I also strongly suspect that integrating gravity with the other three SM forces influences materially the running of the SM coupling constants at high energies in a matter that might even lead to gauge unification of the SM forces (although, then again, it might not). Even if it doesn't the resulting modification of the running of SM coupling constants is still very interesting, as is the possibility that the UV-limit may be a metastable rather than a stable one as asymptotic gravity theorists have suggested.
There is a fascinating little physics poster that suggests how gravitationally bound systems of leptons could give rise to weak force bosons, and while it may just be numerology, it is intriguing enough to deserve further study.
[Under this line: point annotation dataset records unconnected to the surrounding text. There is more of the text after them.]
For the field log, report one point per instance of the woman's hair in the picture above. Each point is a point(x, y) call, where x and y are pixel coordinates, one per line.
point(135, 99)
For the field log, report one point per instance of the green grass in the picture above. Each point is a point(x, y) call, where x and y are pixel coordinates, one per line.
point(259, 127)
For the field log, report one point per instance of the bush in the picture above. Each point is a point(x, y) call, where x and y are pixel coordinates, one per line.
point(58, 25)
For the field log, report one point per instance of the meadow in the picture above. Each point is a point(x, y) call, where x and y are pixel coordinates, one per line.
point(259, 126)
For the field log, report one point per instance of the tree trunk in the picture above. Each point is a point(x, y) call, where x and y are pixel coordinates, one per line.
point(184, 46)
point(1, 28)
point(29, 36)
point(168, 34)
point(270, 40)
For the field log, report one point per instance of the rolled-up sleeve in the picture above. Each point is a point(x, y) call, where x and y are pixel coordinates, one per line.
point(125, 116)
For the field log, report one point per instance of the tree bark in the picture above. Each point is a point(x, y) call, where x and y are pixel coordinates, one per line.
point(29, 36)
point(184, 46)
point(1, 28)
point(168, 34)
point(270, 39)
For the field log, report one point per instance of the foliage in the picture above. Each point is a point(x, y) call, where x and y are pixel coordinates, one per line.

While quantum gravity is absolutely critical to understanding a lot of cosmology questions like inflation, baryogenesis, leptogenesis, and why matter in the universe is arranged in a bubble-like web of filaments around very empty areas of space that have the size and structure that they do, to be perfectly honest, I'm not terribly interested in the cosmology of the very early universe. My natural inclination is to trace back the history of the universe as far as the laws of nature as they function here and now will comfortably take us without modification (which is remarkably far, on the order of seconds after the Big Bang or less and includes nucleosynthesis), and then to accept whatever the circumstances were that require 'new physics" before then to explain what we see as initial conditions, and then to move on to other more pressing issues.
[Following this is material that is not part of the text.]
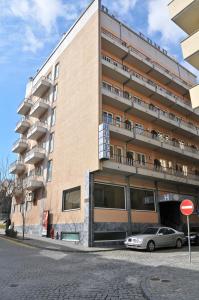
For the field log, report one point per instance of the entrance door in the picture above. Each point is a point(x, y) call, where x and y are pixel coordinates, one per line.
point(170, 214)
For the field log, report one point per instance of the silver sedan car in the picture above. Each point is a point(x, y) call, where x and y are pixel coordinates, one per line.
point(156, 237)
In part, my lack of interest arises because I suspect that the only possible solution to questions like the matter-antimatter imbalance in the universe requires consideration of stuff happening outside the Big Bang light-cone that is unobservable, and hence effectively unknowable (but please spare us the blasted multiverse of universes where the laws of physics are different in each one . . . ).
There are a lot of modifications of classical GR that primarily focus on explaining inflation and/or dark energy. But, a simple cosmological constant is such a good approximation of dark energy that this doesn't seem like a priority, and honestly, while there are all sorts of good reasons to be interested in the fundamental physics of inflation and its relationship to quantum gravity and/or modifications to GR, I just find it terribly hard to get excited about it. There are catalogs of literally hundreds of inflation theories out there and none of them are all that interesting.
I have seen papers that attempt to integrate gravity into the SM by means of a gravity-weak force unification, and by means of analogy to the strong force, which are quite interesting, and it seems plausible to me that if any SUSY/SUGRA predicted particles exist that a gravitino counterpart to the graviton that served as a singlet dark matter candidate with spin-3/2 would probably be the most likely to exist.